One especially poignant story is "The Truth About the Boy", by Adam Troy-Castro - which has powerful echoes of the response to the elementary school shooting at Newton, Connecticut and the vile denials by some that the shooting even happened and the claims that those children were actors. Adam Troy-Castro takes that idea farther with active campaigns and harassment against the parents of such murdered children, though perhaps he also reflects reality.

Many of those same themes are worked with in Merc Fenn Wolfmoor's anthology closing story "Trust in the Law, For the Law Trusts in You" - which is similar only to a point. Wolfmoor's story takes the (likely) idea that the United States will do nothing to actually curb school shootings or to address gun violence in any meaningful manner but instead will introduce virtual reality to school because maybe there can't be a school shooting if there is no in person school. That's a nightmare idea on the surface, but Wolfmoor extends that idea further and it's a chilling tale, though at least for me Troy-Castro's story is the more effective one.

My initial focus on the two school shooting related stories and the different descents that brings to America is not reflective of the rest of the anthology, at least in terms of story content. Seanan McGuire's "Opt-In" tackles the social economics of human organ harvesting and the effects of poverty on the desperation to earn enough money to take care of one's family when there are functionally no legal options. There's a slight distinction, but I'm a little surprised this isn't a Mira Grant story but then it doesn't veer into the horror that Seanan McGuire does when writing as Mira Grant. As with the best of McGuire's stories, "Opt-In" is a punch in the gut.

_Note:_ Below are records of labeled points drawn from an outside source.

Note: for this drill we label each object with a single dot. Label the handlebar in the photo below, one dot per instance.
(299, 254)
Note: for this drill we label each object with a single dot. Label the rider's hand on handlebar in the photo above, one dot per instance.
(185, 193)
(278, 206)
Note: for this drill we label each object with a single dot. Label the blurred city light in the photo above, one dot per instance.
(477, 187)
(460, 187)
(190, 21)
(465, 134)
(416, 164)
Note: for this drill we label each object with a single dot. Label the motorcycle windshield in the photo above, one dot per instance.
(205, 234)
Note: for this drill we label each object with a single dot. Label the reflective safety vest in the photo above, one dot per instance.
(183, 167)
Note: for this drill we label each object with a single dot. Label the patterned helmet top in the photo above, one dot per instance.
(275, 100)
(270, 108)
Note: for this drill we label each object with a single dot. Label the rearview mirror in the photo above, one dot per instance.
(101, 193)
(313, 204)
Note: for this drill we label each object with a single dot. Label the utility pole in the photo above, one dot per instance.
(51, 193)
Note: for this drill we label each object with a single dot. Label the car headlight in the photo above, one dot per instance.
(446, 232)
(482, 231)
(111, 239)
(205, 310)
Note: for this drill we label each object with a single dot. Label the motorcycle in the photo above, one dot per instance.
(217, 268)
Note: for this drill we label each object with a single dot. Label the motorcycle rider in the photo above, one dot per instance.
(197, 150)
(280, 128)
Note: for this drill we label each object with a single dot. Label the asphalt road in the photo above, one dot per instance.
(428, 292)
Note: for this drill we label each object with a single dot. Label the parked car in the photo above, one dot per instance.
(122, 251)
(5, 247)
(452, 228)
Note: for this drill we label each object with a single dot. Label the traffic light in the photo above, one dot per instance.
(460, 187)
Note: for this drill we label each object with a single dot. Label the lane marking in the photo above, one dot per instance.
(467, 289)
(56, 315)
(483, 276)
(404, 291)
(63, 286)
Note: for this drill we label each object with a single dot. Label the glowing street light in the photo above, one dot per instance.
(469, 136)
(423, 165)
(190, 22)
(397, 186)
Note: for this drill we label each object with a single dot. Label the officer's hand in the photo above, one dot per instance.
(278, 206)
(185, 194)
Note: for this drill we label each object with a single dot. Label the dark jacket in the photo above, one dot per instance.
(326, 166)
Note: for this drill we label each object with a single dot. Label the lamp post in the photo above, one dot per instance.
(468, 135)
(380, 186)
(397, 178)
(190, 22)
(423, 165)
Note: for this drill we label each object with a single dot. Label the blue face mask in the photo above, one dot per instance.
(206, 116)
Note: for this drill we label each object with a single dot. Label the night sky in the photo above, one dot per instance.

Other stories work with the prison economy, employment, artificial intelligence, the future of learning, climate change, and all the ways we can fuck up our world and our society and just make things worse. Not every story works perfectly and I fully recognize stories that don't work as well for me (Violet Allen's "Mister Dawn, How Can You Be So Cruel?", for example) might well be the favorites of other readers. The best stories for me are the ones that punch me right in the heart, so Adam Troy-Castro and Seanan McGuire earn those honors as well as stories by Tobias Buckell, Darcie Little Badger, and Karin Lowachee. When Ignorance is Strength is humming, there is nothing better.

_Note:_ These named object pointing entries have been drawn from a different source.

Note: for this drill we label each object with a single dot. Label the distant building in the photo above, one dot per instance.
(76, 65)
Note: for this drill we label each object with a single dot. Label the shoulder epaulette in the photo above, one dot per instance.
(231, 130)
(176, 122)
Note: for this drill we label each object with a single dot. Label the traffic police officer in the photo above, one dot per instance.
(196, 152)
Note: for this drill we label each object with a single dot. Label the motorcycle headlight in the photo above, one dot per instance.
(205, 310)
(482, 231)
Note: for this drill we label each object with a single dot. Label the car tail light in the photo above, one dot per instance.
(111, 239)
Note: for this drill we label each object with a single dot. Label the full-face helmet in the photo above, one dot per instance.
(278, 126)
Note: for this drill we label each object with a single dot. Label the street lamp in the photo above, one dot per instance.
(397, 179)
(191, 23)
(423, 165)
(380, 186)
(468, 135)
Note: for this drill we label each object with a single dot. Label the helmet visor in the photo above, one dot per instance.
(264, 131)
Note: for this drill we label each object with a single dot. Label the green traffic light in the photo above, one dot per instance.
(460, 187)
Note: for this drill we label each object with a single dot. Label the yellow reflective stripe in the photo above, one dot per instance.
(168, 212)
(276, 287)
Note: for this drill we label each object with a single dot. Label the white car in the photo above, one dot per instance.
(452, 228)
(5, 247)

Since this is a triptych of anthologies with linked stories, I'm afraid of where some of these stories will go in Burn the Ashes and deeper into the heart of the despair of dystopia. The best of the stories here are so searing that taking the next step is a frightening proposition. I can't wait.


The Math


Baseline Score: 8/10

Bonuses: +1 I'm a sucker for dystopian stories. +1 That Adam Troy-Castro story was soooo good (and uncomfortable)

Penalties: -1 There are always stories which don't land. -1 One story only tenuously fit the theme (it fit, but aliens)

Nerd Coefficient: 8/10 - well worth your time and attention


Reference: Adams, John Joseph, Christine Yant, and Hugh Howey. Ignorance is Strength [Adamant Press]

POSTED BY: Joe Sherry - Co-editor of Nerds of a Feather, 4x Hugo Award Finalist for Best Fanzine. Minnesotan. He / Him.